Lorenzo no hablaba en las reuniones familiares, respondía habitualmente con un sí, no, claro, no sé. Cuando le tocaba reír, lo hacía con los labios cerrados, jugando con los dedos encima de la rodilla.
Llegaba presuroso a su casa y sin importar el horario, sacaba un papel y cualquier cosa que ayude a escribir una carta. Preparaba el ambiente, cerraba su habitación, escogía un disco de acuerdo al estado de ánimo, encendía un cigarrillo y concentraba su mirada en la hoja de papel que mutaba de rato en rato en paisajes, rostros, noches, días, lluvias y vientos.
Igual que todos sus amigos, familiares y cuanto conocido tenía, recibí de Lorenzo cartas interminables, otras cortas como un telegrama y precisas como el titular de la prensa, pero ninguna era igual a la otra, si bien a veces trataba el mismo tema, se diferenciaba en la manera de contar y describir lo que había hecho, lo que pensaba y cómo se sentía. Acostumbraba a decir que sus cartas “a mano”, no serían suplantadas, por lo tanto, jamás podría negar su autoría, aunque lo intentó sin éxito.

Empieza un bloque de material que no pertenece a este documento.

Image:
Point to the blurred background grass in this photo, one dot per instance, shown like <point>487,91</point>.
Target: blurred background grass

Muchas de ellas no pude terminar de leerlas porque los borrones y saltos de página la hacía ilegibles, dependía claro, de cómo se encontraba; por ejemplo, en sus momentos más tranquilos su letra era redonda con pocos errores, el papel sin arrugas mantenía el olor a nuevo y daba la impresión que el bolígrafo azul había sobrevolado sobre él. En otras ocasiones se notaba el empujar del lapicero en cada signo, como el suicida que acelera su coche y arrastra con todo que se antepone en su camino o como aquel que sostiene con fuerza el puñal asesino, esas cartas parecían mixturas porque escribía con lápiz negro y rojo, bolígrafos verde, amarillo, lila, negro, rojo, azul y violeta, cada color contagiaba su olor a las palabras y al punto aparte.
Sus enamoradas se quejaban ante mí, porque a pesar de lo romántico que aparentaba ser, fácilmente ofendía con dos palabras, -es un cobarde y no dice de frente, coincidían todas al momento de enviarle la peor de las maldiciones.

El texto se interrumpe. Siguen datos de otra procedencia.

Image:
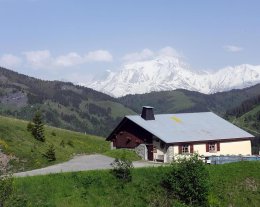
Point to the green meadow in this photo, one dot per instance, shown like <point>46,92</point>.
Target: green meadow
<point>235,184</point>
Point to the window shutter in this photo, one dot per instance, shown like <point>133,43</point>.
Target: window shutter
<point>180,149</point>
<point>191,148</point>
<point>218,146</point>
<point>207,147</point>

-Puedes creer lo que dice, repetía sudorosa Patricia, señalando con su dedo tembloroso una frase que confieso no logré descifrar, -es un desgraciado hijo de puta, anticipó otra de sus chicas con los ojos color lagua y mejillas hepáticas.
Un día, Patricia invadió mi cuarto con cinco hojas que Lorenzo mandó, no podía creer que él fuera capaz de quejarse de su madre, cuando ella siempre salió a su favor, peor aun cuando le reprochaba por haberse quedado dormida al hacer el amor, mientras él ponía su mejor esfuerzo, su cinismo llegó al punto máximo, cuando confesó pensar en otras mujeres al momento de besarla. Patricia lloró y juró no volver a hablar con él –nunca más. Por sacarla de mi cuarto, se me ocurrió –en qué desafortunado momento lo haría- sugerir que le responda con otra carta, más ofensiva todavía, entonces sus ojos se abrieron como si habría encontrado lo que buscaba.
Desde ese día, y por mucho tiempo, Lorenzo y Patricia mantuvieron esta singular forma de comunicación, en sus cartas se depositaban los más agudos insultos, los sorpresivos arrepentimientos y las apasionadas reconciliaciones.
En una oportunidad, Lorenzo me comentó que las cartas que iban y volvía quedaban en la clandestinidad y que su contenido nunca fue revelado entre ellos. Ese es el mundo que fabricaron y la causa para ser la envidia de todos los enamorados.
Desde que la computadora y el celular se impusieron en nuestras vidas, Lorenzo ya no manda cartas, sé de él por sus cortas intervenciones en el facebook, sus mensajes a mi correo electrónico contienen un remitente indefinido y motivos que no son los míos; habituales saludos y felicitaciones llegan a mi celular en fechas en que todos -deben- expresan sus mejores deseos.
Se casó con Patricia y hasta dónde sé, siguen siendo un ejemplo de matrimonio, no hay peleas ni separaciones, de vez en cuando los veo arrastrando a sus hijos, cada quien con una mochila en el hombro y cepillando el asfalto caliente de la ciudad. Tal vez siguen carteando, ese quizá el secreto que les mantiene juntos.